Идет вторая половина июля, но под ветром-северяком уже золотятся осины. Примолкла, выходив птенцов, шумливая птичья мелюзга.
В тишине ведреного утра за много верст слышно, как, что есть силы шлепая по воде плицами, идет снизу буксирный пароход. Только через час из-за низкого мыса показывается его черный нос. Движется он так медленно, что на минутную стрелку часов и то веселее смотреть. Нижняя палуба парохода безлюдна, наверху, возле рубки, ходит небритый человек в затрапезном ватном пиджаке и меховой шапке.
Пароход покрашен грязно-желтой краской, весь закопчен, черная труба во вмятинах. На кожухе колеса затейливой славянской вязью, так, что не скоро разберешь, выведено: «Добрыня Никитич». Под быстро мелькающими красными плицами бурая вода кипит, клокочет, перемалывается в пену. Впечатление такое, будто человек, стоя на месте, во всю прыть бежит. Так и подмывает крикнуть:
— Ой ты гой еси, добрый молодец Добрынюшка, али резвые твои ноженьки притомилися, аль покинула тебя силушка богатырская?
Ничего не отвечает «Добрыня», только сопит, паром, отдувается. И не мудрено: от буксирного гака, установленного за трубой, идет, исчезая за обрывом берега, толстенный, туго натянутый канат. Проходит немало времени, прежде чем из-за мыса показывается огромная широкоскулая баржа. Рядом с ней «Добрыня» выглядит муравьем, волокущим большого черного жука.

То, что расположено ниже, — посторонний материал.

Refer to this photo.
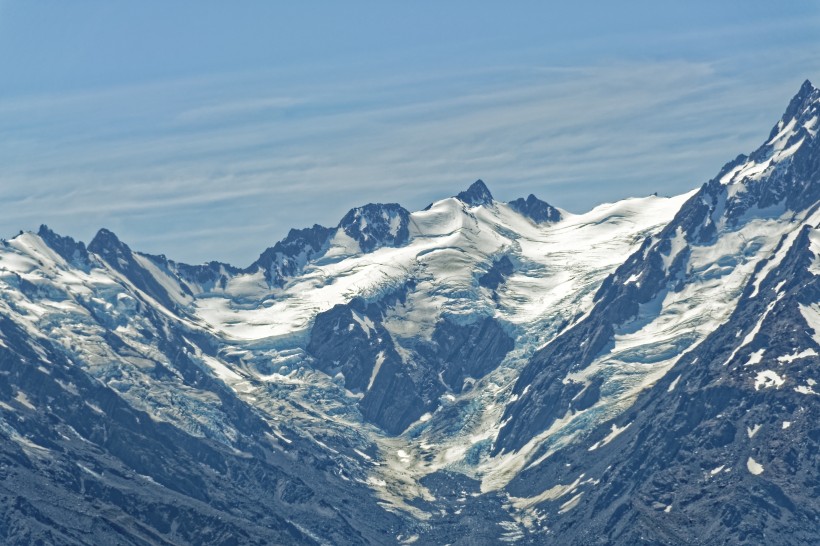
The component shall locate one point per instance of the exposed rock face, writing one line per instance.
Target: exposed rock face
(375, 225)
(352, 340)
(477, 194)
(717, 452)
(536, 210)
(645, 373)
(287, 257)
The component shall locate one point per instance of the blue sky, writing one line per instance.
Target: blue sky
(205, 130)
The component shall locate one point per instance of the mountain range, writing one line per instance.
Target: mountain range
(477, 372)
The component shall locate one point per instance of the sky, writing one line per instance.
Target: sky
(206, 130)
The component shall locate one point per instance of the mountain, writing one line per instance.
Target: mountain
(477, 372)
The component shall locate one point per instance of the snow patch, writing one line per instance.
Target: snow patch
(754, 467)
(767, 379)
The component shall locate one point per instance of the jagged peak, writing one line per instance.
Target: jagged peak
(535, 209)
(73, 251)
(805, 104)
(477, 194)
(106, 241)
(376, 225)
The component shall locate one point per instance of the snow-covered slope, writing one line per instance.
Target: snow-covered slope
(473, 369)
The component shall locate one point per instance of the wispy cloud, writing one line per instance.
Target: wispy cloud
(174, 167)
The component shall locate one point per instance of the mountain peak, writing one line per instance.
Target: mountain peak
(105, 242)
(803, 105)
(73, 251)
(477, 194)
(376, 225)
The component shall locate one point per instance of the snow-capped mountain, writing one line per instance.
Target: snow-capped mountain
(475, 372)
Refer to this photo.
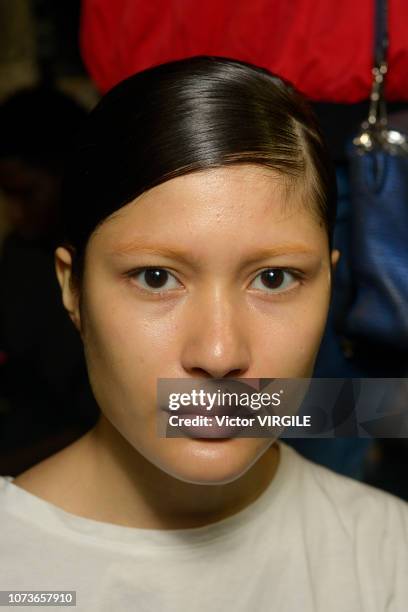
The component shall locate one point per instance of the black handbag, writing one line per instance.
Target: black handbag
(377, 312)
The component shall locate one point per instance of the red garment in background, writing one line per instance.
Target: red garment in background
(324, 47)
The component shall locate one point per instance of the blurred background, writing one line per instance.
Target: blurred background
(56, 60)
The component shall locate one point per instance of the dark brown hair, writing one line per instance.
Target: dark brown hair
(186, 116)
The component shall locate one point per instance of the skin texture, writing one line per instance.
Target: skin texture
(213, 317)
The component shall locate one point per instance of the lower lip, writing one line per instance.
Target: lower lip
(211, 431)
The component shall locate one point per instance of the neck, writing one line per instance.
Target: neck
(151, 498)
(102, 477)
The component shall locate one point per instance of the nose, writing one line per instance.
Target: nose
(216, 343)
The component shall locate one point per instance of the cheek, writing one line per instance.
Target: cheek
(290, 335)
(126, 349)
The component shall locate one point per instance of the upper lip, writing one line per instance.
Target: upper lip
(233, 410)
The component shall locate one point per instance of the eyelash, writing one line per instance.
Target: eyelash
(132, 274)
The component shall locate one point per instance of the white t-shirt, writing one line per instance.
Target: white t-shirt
(314, 541)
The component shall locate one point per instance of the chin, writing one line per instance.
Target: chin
(214, 461)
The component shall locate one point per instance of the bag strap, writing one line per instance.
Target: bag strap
(373, 132)
(377, 114)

Но за баржей скрывается другая баржа, за ними следует еще пара таких же барж, за теми — паузок. Длинный караван замыкает привязанная к корме паузка большая полузатонувшая лодка. И удал же «Добрыня Никитич», коли тащит против течения этакий караванище! Правда, судя по малой осадке, баржи идут порожняком, но и то груз немалый. Плывет «Добрыня» в Барнаул за алтайским хлебом, за кожами, за шерстью. Скоро сказка сказывается, да не скоро дело делается: глядишь, месяцев через десять дойдет тот купеческий груз через пять рек по полой вешней воде до торгового ярмарочного города Ирбита.
На палубах судов по раннему времени никого нет, но видно, что их экипажи собрались не в короткий путь. Около жилых надстроек стоят корыта, лохани, ушаты. На одной барже корова к мачте привязана, а на мачте подойник висит, на другой петух горланит, по третьей мохнатый сибирский кот разгуливает. И как есть на всех белье сушится: рубахи, портки, бабьи исподницы, детские пеленки.
За шумом буксира незаметно, точно из воды, выныривает встречный пароход. Белый, длинный, двухэтажный, он несется по течению раз в сорок быстрее «Добрыни». Взвивается около его короткой, толстой трубы клуб белого пара, и проносится над рекой долгий басовитый свисток. Подымается облако пара и над «Добрыней». Он долго хрипит, прежде чем набрать полный голос, зато, набрав, свистит долго, старательно, не по росту сердито.